Grad Slam 2022 Screening Judges

These preliminary judges will review the video presentations submitted by students and choose the finalists for the Grad Slam contest in 2022. A different set of final judges will choose the 1st, 2nd, and 3rd prize winners at the live event on March 31.


Vincanne Adams, PhD, is a professor of medical anthropology in UCSF's Department of Humanities & Social Sciences. She has worked for 22 years on medical anthropology topics such as medical pluralism, medicine and social change, the politics of clinical trials research in the Himalayan region (Nepal and Tibet), and more recently on life disruption and disaster as a way of life in post Katrina New Orleans. Her most recent book (with Michelle Perro) is What's Making Our Children Sick? How Industrial Food Is Causing an Epidemic of Chronic Illness, and What Parents (and Doctors) Can Do About It. Adams earned her PhD from the UC Berkeley/UCSF joint program in Medical Anthropology.

Nina Bai, MA, has been a web writer for the UCSF Office of Communications since 2016. She has written about science and health for publications such as Scientific American, Discover, The Scientist, and Lucky Peach, and for a variety of academic and research institutions. She has a BS from Yale University and an MA in science writing from Johns Hopkins University.

Navneet Matharu, PhD, has a joint appointment as an assistant professor and associate researcher in the UCSF School of Pharmacy, where her research focuses on regulating gene expression to treat genetic disorders. She earned her PhD from the Center for Cellular and Molecular Biology at Jawarhalal Nehru University in India, and later did postdoctoral work with mentor Nadav Ahituv here at UCSF. Navneet was People's Choice Award winner in the inaugural UCSF Postdoc Slam in 2016, and has been a Slam advocate and supporter ever since.
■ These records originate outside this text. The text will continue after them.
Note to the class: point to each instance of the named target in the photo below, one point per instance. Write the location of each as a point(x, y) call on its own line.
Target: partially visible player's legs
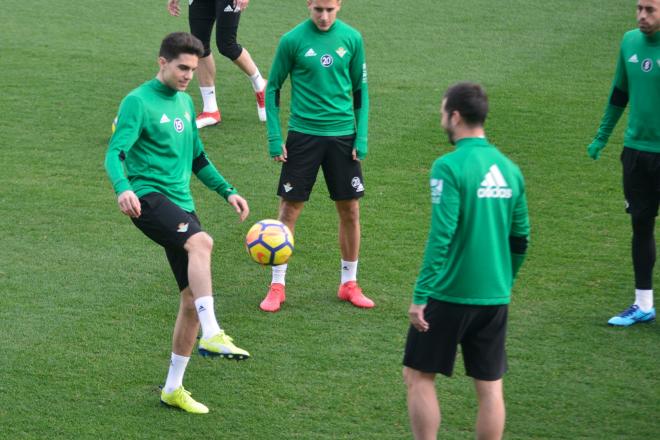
point(423, 406)
point(641, 187)
point(289, 212)
point(226, 31)
point(492, 413)
point(201, 18)
point(214, 341)
point(349, 243)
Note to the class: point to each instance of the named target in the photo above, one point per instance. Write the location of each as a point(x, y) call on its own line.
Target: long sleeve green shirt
point(478, 203)
point(636, 82)
point(329, 93)
point(156, 147)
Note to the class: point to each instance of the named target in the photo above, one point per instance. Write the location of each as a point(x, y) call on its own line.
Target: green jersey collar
point(472, 142)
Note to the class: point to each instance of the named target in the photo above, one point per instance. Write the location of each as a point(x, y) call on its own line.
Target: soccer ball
point(269, 242)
Jeanne Paz, PhD, is an associate investigator at the Gladstone Institute of Neurological Disease and an associate professor of neurology at UCSF. Research in the Paz lab aims to improve the outcome for patients with epilepsy by studying the disorder in animal models and identifying potential targets for new therapeutic interventions. A signature approach in her lab is optogenetics, which allows her team to disrupt the function of specific brain cells in live animals. Dr. Paz Paz earned her undergraduate and graduate degrees from Université Pierre et Marie Curie in Paris, and later did postdoctoral research at Stanford University. She was a 2019 recipient of the Vilcek Prize for Creative Promise in Biomedical Science.

Barbara Sanchez serves as manager of marketing and communications for the UCSF Office of Diversity and Outreach. She is responsible for communicating the vision, tactics, and achievements of diversity, equity, inclusion, and anti-racism efforts at UCSF. Prior to joining the university, she served as director of marketing for a healthcare analytics company specializing in cardiovascular services. She holds a BA in English from UC Berkeley, where she focused on 18th- and 19th-century American literature, and where she first developed her interest in whose stories get told, how, why, and by whom – an interest that continues to inform her work today.

Jason Sello, PhD, is a professor of pharmaceutical chemistry at UCSF and an investigator at the CZ Biohub. His research is focused on developing chemical tools for the study of complex biological phenomena, with the goal of creating new therapeutics for the treatment of infectious diseases, cancers, and neurological disorders. Dr. Sello is also associate director of diversity in basic science faculty at UCSF, and serves as Co-PI of the Graduate Division's Initiative for Maximizing Student Development (IMSD) program. He earned his PhD in biophysics at Harvard University, and did postdoctoral research at Harvard Medical School.

Isaac JT Strong, PhD, is director of Graduate Faculty Development in the Graduate Division, where he is responsible for the development of new resources and workshops, targeted to faculty, to improve the training, education, and supervision of basic science PhD students. Isaac earned a PhD in Cellular Biology from UCSF, where he was an NSF Graduate Research Fellow. Before his return to UCSF in 2019, Isaac was a high school educator in San Francisco as well as the chief program officer at a local non-profit mentoring organization.